И она облокотилась на угол камина, словно боясь упасть.

Анри встал.


— Не утруждайте себя, прошу вас, продолжайте то, чем вы там занимались, оставайтесь, где сидели.

Он повиновался и, не найдя, что в таких случаях следует говорить, застыл, не раскрывая рта. Мадам Эмилия глядела на волосы, обрамлявшие его лоб.

— Так вы все время работаете? — продолжала она. — Вы никогда не выходите; какое… гм… примерное поведение для юноши ваших лет.

— Вы полагаете? — Анри произнес эти слова тоном человека, желающего положить конец беседе.

— По крайней мере, с виду все именно так, — заморгав, отозвалась она и бросила на молодого человека не совсем понятный ему взгляд — сквозь полуопущенные длинные ресницы, что так очаровательно шло ее лицу, причем головка, как всегда, мило склонилась к плечу, а уголки губ чуть приподнялись. — Вы что же, никогда и не развлекаетесь? Вы утомляете себя.

— Да чем же мне развлекаться, чем развлекаться? — повторял Анри, проникнувшись жалостью к себе и думая прежде всего о вопросе, а не о том, как ответить.

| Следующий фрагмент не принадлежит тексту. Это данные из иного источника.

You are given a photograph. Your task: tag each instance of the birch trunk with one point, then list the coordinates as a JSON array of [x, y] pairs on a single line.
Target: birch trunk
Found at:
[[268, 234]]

— Так, значит, только книги вам и нравятся?

— Более всего остального.

— А-а-а, вы желаете казаться пресыщенным? — рассмеялась она. — А вы, случаем, не разочаровались в прелестях существования? Меж тем вы еще так юны!.. Что ж, в добрый час! Я-то вот, не в пример вам, имею немало прав жаловаться на жизнь: я старше вас и, уж поверьте, больше вашего страдала.

— Не может быть.

— Ох, может, — вздохнула она, подняв глаза к небесам, — я много выстрадала в жизни, — тут она вздрогнула, как бы вновь ощутив боль горестных воспоминаний, — мужчина никогда не бывает так несчастен, как женщина, ведь женщина… Бедная женщина!

При последних словах ключ, который она держала в руках и не переставала вращать, продев в ушко указательный палец, внезапно застыл, конвульсивно сжатый всеми пятью хорошенькими пальчиками мадам Рено.

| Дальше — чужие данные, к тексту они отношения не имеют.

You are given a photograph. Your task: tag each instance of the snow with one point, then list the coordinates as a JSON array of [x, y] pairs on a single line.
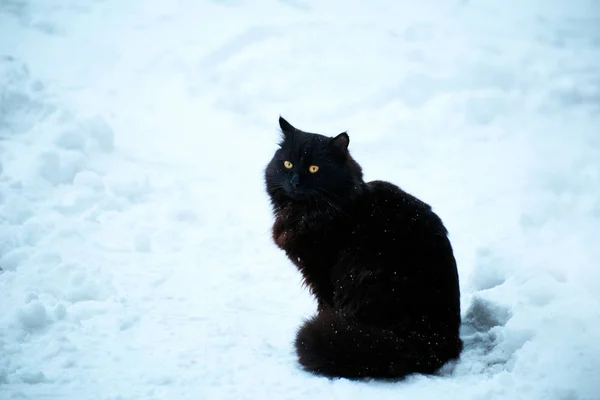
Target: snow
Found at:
[[135, 250]]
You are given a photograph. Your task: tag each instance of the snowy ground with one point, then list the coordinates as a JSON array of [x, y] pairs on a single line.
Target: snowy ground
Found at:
[[134, 236]]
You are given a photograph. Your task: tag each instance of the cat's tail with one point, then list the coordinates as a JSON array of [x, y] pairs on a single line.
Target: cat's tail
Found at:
[[331, 345]]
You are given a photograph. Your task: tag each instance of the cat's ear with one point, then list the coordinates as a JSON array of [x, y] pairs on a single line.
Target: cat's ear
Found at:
[[286, 127], [341, 142]]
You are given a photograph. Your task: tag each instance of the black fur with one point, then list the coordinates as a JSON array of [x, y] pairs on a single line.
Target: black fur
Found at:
[[377, 259]]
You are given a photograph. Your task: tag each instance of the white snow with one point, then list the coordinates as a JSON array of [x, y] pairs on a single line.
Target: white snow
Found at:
[[134, 243]]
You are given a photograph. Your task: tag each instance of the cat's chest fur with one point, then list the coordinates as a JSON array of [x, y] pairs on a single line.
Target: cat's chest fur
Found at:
[[313, 243]]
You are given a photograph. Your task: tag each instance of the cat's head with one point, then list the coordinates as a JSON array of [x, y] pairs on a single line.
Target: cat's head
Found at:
[[311, 167]]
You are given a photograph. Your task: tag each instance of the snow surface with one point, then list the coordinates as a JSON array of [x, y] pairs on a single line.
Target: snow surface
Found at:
[[134, 243]]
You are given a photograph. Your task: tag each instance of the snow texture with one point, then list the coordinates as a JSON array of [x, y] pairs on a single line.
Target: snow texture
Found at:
[[134, 243]]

Ручка у нее была чуть полновата и, возможно, даже коротковата, но так медлительна в движениях, тепла и округла, с ямочками у основания пальцев, приятно умащена, розова и мягка, аристократична — весьма чувственная ручка; она так и притягивала его взор, глаз блуждал по каждой из двух линий, очерчивающих запястье, по всем пальчикам поочередно, с любопытством вбирал в себя цвет этой чуть смугловатой, тонкой кожи с пробегающими по ней синеватыми перекрещивающимися тенями мелких вен.